The primary goal of treatment in Morvan’s syndrome is immunosuppression. In our patient, immunotherapy was initiated early in the disease course. He received pulse steroid therapy and Rituximab. The condition typically responds to intravenous immunoglobulin (IVIg), plasma exchange, and immunosuppressive agents [15]. Therapeutic plasma exchange may be used in the acute phase to reduce circulating antibody levels, particularly when there is an inadequate response to corticosteroids.

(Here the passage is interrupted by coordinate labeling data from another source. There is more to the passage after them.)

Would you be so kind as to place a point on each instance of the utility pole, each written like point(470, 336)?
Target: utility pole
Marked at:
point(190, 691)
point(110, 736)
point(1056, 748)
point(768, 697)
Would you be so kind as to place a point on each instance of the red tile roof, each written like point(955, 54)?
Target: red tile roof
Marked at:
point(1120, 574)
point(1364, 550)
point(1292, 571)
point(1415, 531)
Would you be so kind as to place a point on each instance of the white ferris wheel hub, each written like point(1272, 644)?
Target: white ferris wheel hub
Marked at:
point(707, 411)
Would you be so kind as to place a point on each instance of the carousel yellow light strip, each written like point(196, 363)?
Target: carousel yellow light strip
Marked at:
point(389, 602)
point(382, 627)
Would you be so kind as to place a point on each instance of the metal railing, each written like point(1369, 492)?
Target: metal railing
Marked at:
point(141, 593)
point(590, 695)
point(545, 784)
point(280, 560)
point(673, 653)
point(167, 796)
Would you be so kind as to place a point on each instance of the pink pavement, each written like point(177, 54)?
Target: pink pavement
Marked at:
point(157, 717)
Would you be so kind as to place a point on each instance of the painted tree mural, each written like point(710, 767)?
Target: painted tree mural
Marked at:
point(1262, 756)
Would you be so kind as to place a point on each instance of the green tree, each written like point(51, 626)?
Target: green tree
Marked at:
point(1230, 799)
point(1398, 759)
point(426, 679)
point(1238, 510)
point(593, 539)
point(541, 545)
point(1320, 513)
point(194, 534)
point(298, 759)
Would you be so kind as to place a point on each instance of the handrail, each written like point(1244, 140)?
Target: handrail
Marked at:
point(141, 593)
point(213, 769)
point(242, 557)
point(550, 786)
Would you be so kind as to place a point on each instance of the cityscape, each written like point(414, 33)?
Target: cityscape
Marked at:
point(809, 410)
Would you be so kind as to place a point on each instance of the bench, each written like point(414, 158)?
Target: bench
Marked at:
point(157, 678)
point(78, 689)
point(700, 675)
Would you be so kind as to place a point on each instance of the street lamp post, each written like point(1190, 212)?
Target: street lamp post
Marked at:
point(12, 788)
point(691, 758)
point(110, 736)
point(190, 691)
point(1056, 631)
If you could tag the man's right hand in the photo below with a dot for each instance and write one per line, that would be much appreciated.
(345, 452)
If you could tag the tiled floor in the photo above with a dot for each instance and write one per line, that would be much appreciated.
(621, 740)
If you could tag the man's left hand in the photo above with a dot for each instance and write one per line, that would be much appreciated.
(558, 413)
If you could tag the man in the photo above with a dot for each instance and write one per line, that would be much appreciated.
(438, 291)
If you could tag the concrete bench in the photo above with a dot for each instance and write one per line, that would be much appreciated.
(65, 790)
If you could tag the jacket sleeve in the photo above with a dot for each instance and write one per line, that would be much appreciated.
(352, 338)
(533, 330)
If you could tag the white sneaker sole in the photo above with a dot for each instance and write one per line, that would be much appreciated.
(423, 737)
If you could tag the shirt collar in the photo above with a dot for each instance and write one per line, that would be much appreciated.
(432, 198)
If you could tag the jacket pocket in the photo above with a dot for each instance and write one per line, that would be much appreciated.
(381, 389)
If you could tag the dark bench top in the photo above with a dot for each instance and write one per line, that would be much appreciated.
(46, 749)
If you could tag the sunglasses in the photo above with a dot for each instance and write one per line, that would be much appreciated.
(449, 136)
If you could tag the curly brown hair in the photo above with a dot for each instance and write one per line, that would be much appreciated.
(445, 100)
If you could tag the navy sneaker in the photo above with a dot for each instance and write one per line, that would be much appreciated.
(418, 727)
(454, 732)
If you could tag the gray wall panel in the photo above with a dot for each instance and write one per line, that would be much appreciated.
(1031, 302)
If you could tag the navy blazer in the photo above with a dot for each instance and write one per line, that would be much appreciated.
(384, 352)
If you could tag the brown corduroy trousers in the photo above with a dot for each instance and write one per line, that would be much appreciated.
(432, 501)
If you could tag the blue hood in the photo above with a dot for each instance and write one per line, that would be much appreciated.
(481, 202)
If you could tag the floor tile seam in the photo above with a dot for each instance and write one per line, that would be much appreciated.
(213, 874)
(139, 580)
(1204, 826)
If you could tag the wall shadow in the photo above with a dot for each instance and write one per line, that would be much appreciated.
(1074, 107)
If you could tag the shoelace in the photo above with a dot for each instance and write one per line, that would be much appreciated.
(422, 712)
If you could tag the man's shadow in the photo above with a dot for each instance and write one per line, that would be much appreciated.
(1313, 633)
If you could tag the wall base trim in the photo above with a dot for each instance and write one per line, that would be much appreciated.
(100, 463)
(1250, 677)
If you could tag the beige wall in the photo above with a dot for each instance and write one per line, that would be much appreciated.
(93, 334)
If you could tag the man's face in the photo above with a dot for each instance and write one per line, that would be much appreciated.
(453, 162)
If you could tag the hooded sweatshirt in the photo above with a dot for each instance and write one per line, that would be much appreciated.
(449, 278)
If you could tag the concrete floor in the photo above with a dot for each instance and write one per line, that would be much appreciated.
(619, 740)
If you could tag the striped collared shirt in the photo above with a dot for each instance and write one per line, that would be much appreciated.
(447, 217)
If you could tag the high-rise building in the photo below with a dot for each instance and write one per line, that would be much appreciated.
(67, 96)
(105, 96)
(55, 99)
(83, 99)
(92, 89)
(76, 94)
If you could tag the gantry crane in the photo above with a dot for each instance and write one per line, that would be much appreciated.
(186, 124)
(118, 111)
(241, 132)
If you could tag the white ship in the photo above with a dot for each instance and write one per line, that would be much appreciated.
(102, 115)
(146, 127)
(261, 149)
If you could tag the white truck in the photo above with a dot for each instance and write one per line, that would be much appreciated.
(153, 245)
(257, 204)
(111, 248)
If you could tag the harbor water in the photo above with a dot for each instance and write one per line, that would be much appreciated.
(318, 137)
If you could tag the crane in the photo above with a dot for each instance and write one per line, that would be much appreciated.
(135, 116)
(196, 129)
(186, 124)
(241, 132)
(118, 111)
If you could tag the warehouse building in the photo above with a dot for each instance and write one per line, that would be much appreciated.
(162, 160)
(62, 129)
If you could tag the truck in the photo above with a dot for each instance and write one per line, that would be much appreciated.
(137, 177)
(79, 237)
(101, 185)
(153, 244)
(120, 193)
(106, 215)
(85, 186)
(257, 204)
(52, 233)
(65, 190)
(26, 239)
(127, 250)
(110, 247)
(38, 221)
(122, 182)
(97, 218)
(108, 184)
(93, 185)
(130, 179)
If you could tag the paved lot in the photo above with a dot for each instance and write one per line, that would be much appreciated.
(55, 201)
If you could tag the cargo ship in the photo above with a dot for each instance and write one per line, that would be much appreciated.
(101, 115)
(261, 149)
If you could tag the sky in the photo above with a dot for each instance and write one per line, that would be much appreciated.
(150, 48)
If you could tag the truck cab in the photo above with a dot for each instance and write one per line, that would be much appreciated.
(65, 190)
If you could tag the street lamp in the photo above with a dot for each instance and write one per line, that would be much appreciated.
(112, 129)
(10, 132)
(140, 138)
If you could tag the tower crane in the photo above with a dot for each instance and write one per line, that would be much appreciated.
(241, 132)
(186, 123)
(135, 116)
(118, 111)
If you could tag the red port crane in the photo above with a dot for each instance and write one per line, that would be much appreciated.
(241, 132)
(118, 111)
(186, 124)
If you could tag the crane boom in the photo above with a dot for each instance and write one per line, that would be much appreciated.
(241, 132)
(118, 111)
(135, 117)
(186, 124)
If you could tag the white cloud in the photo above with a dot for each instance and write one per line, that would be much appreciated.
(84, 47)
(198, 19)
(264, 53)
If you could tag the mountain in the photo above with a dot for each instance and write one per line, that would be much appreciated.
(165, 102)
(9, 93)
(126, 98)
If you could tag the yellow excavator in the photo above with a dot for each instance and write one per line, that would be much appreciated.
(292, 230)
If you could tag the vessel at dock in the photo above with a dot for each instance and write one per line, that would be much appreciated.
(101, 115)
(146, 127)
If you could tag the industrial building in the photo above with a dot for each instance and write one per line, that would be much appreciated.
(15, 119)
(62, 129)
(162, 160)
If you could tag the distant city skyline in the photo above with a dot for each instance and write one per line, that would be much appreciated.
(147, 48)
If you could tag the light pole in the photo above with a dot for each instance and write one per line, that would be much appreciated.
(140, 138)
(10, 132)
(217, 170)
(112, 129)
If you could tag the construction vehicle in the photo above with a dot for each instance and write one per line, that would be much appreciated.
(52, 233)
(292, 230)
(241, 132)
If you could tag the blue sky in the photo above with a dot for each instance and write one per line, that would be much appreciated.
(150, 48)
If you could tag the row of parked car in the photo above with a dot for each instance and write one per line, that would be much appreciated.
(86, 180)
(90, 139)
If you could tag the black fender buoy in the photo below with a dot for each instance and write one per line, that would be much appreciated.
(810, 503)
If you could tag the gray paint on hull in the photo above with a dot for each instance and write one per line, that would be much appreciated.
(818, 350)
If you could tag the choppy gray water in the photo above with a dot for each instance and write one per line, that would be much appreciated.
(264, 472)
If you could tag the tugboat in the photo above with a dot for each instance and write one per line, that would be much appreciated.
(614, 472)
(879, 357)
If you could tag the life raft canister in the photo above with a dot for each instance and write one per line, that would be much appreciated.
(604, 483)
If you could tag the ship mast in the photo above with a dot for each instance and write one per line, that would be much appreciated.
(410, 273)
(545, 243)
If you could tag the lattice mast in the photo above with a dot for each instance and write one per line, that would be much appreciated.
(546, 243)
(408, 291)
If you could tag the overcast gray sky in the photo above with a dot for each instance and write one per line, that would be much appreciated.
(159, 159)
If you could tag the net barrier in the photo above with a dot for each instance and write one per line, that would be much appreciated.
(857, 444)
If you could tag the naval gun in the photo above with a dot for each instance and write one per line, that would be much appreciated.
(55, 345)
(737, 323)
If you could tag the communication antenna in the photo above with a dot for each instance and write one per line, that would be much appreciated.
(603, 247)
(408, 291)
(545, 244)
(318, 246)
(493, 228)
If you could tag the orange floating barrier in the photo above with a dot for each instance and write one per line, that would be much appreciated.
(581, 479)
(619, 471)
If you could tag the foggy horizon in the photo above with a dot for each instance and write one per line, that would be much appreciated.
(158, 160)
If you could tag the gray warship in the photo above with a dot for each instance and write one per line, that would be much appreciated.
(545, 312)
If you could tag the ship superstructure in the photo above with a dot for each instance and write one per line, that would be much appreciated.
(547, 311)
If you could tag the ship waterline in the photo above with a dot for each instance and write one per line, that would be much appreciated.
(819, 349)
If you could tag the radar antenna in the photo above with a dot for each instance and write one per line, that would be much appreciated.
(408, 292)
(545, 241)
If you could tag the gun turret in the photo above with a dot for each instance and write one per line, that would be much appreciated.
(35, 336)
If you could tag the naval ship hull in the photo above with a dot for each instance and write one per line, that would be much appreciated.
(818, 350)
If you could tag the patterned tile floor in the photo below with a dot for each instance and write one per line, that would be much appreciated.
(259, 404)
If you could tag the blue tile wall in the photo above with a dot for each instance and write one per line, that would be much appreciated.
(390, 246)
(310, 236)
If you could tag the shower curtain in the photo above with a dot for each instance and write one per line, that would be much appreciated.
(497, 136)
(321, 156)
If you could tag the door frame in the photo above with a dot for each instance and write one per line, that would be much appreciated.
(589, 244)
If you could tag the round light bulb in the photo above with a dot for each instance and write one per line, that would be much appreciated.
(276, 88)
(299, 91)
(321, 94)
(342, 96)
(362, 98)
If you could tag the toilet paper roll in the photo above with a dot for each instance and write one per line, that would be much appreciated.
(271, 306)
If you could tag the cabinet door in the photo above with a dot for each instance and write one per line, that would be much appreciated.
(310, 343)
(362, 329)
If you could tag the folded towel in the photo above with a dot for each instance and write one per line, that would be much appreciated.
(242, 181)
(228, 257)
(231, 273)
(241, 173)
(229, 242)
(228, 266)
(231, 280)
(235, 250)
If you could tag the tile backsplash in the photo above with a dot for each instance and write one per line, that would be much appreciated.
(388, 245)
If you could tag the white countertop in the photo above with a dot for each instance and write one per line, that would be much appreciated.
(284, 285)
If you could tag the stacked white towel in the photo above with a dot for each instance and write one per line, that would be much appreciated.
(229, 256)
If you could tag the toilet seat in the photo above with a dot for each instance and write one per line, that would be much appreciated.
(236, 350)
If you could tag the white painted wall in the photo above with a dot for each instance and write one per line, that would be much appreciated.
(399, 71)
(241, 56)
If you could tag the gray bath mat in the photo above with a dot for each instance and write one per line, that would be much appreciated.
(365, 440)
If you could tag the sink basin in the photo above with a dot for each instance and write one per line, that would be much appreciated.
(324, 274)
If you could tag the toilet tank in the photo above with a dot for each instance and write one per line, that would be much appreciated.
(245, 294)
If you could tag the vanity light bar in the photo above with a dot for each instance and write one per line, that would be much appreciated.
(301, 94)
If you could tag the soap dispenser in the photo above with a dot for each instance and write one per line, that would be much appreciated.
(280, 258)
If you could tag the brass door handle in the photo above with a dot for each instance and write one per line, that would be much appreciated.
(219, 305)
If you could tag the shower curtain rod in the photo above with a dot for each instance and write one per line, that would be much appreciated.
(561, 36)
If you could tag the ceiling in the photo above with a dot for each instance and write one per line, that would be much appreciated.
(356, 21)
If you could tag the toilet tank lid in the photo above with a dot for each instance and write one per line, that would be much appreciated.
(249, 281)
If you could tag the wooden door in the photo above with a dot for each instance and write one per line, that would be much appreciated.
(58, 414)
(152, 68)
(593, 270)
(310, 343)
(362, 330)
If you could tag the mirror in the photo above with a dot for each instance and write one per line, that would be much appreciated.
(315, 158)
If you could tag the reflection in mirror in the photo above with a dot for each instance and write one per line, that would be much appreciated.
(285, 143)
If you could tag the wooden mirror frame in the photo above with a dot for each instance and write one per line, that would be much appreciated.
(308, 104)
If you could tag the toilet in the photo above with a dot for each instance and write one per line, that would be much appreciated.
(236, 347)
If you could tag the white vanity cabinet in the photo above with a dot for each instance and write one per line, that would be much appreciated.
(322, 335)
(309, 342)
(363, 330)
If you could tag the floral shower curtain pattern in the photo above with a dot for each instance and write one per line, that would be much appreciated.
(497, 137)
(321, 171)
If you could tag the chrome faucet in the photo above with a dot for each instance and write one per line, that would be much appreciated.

Long-term management relies on immunosuppressive therapy [16]. Some case reports suggest that symptoms refractory to plasma exchange or corticosteroids may respond to steroid-sparing agents such as azathioprine, rituximab, or even lacosamide [1]. Rituximab has shown a good response in autoimmune encephalitis, particularly in NMDA receptor encephalitis, and has also demonstrated efficacy in LGI1 and CASPR2-associated encephalitis, though data are more limited compared to NMDA-associated cases [17].
Conclusions
Early treatment with immunosuppression significantly contributes to a favorable prognosis in patients with Morvan syndrome. Prompt evaluation for autoimmune encephalitis and potential paraneoplastic etiology is crucial. As observed in many cases, the condition may initially be misdiagnosed as peripheral neuropathy, depression, or primary insomnia. Therefore, it is imperative for physicians to recognize the constellation of symptoms and clinical signs early in the disease course. Physicians should also be familiar with the clinical sign of myokymia, characterized by continuous rippling fasciculations, as it is a key feature of peripheral nerve hyperexcitability and can aid in narrowing the differential diagnosis.